March 2, 2013 by vlittle528
Life is characterized in so many different ways. I often hear “crazy”, or “hectic” or “ironic. I prefer to think of the wondrous thing we call life as filled with faith and purpose, and interconnected in a way we can’t see. Which, to me, is weirdly at odds with my anxiety.
Lately, a lot of people around me have been given the earth-shattering news that they have cancer. My husband, mr. nothing-bothers-me himself, even told me that maybe I should drop out of a certain group of friends because it seemed to be “catching’. He was joking (I think at least), and he knows there is no way I would ever do that. He understands that the group is special, but he doesn’t understand this group like I do. He doesn’t know that sometimes they are what gets me through the day…whether they know it or not. Sometimes when I think the world is a hateful place, I go and simply read their conversations and realize how great people can be. He doesn’t know that every time I am at Sushi Katsu I think of the awesome night that one of these ladies gave me courage and hope, or the time that we were camping and more than one helped my children and treated them as their own, or how one can simply just breathe and I think she is a Saint.

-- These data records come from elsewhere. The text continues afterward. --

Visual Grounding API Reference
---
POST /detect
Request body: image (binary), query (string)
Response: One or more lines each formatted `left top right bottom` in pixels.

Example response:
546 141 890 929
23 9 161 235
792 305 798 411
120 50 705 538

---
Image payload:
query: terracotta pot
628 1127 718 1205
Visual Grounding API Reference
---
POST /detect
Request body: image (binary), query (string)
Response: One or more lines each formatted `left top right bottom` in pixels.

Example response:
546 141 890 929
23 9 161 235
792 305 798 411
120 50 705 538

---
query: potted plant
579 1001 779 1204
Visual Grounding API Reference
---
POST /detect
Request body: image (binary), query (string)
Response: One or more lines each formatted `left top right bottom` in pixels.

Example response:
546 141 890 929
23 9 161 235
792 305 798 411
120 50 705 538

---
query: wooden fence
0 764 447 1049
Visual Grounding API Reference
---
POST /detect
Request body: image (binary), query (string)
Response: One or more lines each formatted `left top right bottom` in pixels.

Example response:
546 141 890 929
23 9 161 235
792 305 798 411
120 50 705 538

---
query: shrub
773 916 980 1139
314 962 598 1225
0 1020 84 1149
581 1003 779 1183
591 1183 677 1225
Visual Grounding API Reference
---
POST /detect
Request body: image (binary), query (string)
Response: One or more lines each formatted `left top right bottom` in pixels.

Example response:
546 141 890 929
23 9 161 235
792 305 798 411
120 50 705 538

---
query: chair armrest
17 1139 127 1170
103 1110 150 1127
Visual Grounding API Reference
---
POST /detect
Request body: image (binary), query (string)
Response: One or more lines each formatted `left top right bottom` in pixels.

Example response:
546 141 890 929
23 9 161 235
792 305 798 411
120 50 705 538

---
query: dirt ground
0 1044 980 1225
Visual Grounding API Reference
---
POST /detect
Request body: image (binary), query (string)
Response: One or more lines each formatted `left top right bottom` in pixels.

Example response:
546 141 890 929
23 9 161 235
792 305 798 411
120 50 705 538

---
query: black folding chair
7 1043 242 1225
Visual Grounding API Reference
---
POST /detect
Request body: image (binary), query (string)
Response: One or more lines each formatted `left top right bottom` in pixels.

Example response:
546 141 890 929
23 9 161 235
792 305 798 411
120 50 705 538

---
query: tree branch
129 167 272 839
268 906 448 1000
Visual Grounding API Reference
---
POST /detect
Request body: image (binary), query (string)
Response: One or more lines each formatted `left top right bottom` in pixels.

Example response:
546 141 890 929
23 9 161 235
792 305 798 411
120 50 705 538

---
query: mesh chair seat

For my friends in their difficulties, it is almost a selfish feeling I have. I feel overwhelmed and helpless, so I do the little things I can to help them, with just the hopes it makes them smile. But in the back of my mind is a nagging voice. Well, two voices. The voice of self-doubt says “they don’t give a flying monkey’s uncle what you do!!” and “This is stupid and NOT what they need right now” and even “they will never remember this…nor will they remember you”. Ahhh, the painful scars that our teen years leave. And another voice of “When is it going to be you?” and “when it is you…have you loved and cared enough so that others love and care enough for you to put forth the effort?” I don’t think so…because I really don’t let other women (other than a VERY select few) know me. Because if I am not sure what I like about me, they certainly can’t be either, right?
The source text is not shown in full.